Python Models
Python models run custom Python code against your BigQuery data for advanced transformations — customer segmentation, predictive scoring, recommendation engines, and more. Start from a pre-built template or write your own.
Creating a Python Model
- Navigate to Models and click New Model
- Browse the template gallery and select a Python template, or start from scratch
- Configure input tables — map BigQuery tables to your model’s inputs
- Configure output — set the output table name and write mode
- Customize the Python code and parameters
- Save the model
Template Categories
| Category | Templates | Use Case |
|---|---|---|
| Recommendations | Product affinity, cross-sell models | Suggest products based on purchase history |
| Segmentation | RFM analysis, behavioral clustering | Group customers by behavior or value |
| Prediction | Churn prediction, LTV forecasting | Predict future customer behavior |
Input Tables
Map one or more BigQuery tables as inputs to your model.
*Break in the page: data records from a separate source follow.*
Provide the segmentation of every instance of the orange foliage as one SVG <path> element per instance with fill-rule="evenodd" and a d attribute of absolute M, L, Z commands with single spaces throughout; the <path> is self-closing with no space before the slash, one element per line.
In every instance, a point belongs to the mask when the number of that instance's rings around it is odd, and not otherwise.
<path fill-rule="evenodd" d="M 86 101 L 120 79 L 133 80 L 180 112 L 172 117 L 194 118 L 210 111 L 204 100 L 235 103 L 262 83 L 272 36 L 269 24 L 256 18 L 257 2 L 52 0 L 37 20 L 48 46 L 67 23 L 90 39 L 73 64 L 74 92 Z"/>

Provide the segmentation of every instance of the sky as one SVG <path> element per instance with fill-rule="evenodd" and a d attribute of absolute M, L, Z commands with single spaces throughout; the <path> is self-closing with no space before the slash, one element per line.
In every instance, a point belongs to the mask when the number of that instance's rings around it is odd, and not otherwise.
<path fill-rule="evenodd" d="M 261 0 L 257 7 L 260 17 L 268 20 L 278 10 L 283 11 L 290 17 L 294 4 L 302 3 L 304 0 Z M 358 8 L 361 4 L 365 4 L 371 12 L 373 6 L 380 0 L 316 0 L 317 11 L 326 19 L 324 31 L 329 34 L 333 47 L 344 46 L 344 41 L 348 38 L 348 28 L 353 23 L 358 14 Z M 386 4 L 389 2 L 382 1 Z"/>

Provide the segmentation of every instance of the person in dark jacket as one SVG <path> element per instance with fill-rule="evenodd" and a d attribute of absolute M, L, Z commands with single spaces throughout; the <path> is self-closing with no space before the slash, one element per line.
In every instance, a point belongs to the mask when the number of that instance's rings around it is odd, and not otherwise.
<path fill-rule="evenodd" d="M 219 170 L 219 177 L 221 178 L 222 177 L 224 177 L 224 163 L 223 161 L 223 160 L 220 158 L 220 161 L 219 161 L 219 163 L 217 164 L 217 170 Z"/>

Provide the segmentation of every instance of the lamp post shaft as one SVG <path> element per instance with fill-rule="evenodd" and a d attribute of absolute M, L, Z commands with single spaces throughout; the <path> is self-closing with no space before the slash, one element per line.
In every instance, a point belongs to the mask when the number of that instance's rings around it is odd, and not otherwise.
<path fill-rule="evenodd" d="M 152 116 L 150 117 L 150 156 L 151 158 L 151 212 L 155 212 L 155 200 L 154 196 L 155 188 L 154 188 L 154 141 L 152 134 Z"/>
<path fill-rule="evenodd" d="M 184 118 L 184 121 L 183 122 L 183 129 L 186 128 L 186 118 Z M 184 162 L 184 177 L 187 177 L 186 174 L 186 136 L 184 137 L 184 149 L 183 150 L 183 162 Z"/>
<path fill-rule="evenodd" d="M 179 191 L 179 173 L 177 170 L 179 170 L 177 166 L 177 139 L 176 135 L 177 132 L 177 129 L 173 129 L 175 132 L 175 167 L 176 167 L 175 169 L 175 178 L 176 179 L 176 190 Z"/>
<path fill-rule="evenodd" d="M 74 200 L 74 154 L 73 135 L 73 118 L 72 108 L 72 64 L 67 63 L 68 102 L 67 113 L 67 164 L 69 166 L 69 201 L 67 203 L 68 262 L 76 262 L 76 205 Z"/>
Each input table is available as a pandas DataFrame in your code:
| Setting | Description |
|---|---|
| Dataset | Your BigQuery dataset (e.g., vendo_myshop) |
| Table | The specific table to read |
| Variable Name | How the table is referenced in code (e.g., orders_df) |
Output Configuration
| Setting | Description |
|---|---|
| Output Table | Name of the BigQuery table to write results to |
| Write Mode | replace (overwrite table each run) or append (add new rows) |
Writing Python Code
Your code runs in a secure environment with these libraries:
| Library | Version | Purpose |
|---|---|---|
| pandas | 2.x | Data manipulation |
| numpy | 1.x | Numerical computing |
| scikit-learn | 1.x | Machine learning |
| google-cloud-bigquery | 3.x | BigQuery client (advanced queries) |
Code Structure
Your code receives the mapped input tables as DataFrames and must return a DataFrame:
import pandas as pd
def transform(orders_df: pd.DataFrame) -> pd.DataFrame:
# RFM segmentation example
rfm = orders_df.groupby('customer_id').agg({
'created_at': 'max', # Recency
'id': 'count', # Frequency
'total_price': 'sum' # Monetary
}).reset_index()
rfm.columns = ['customer_id', 'last_order', 'frequency', 'monetary']
return rfmNote: External network access is disabled for security. All data must come from the configured input tables.
Scheduling and Triggers
Python models support flexible execution:
| Trigger | Description |
|---|---|
| Manual | Run on demand from the model detail page |
| Schedule | Set a frequency (15 minutes to weekly) |
| Source trigger | Run automatically when a source app finishes syncing |
| Model trigger | Run after an upstream model completes |
Chaining Models
Set a source model trigger to create a pipeline of models. For example:
- Source sync imports Shopify orders
- SQL model computes daily revenue (triggered by source sync)
- Python model runs RFM segmentation (triggered by the SQL model)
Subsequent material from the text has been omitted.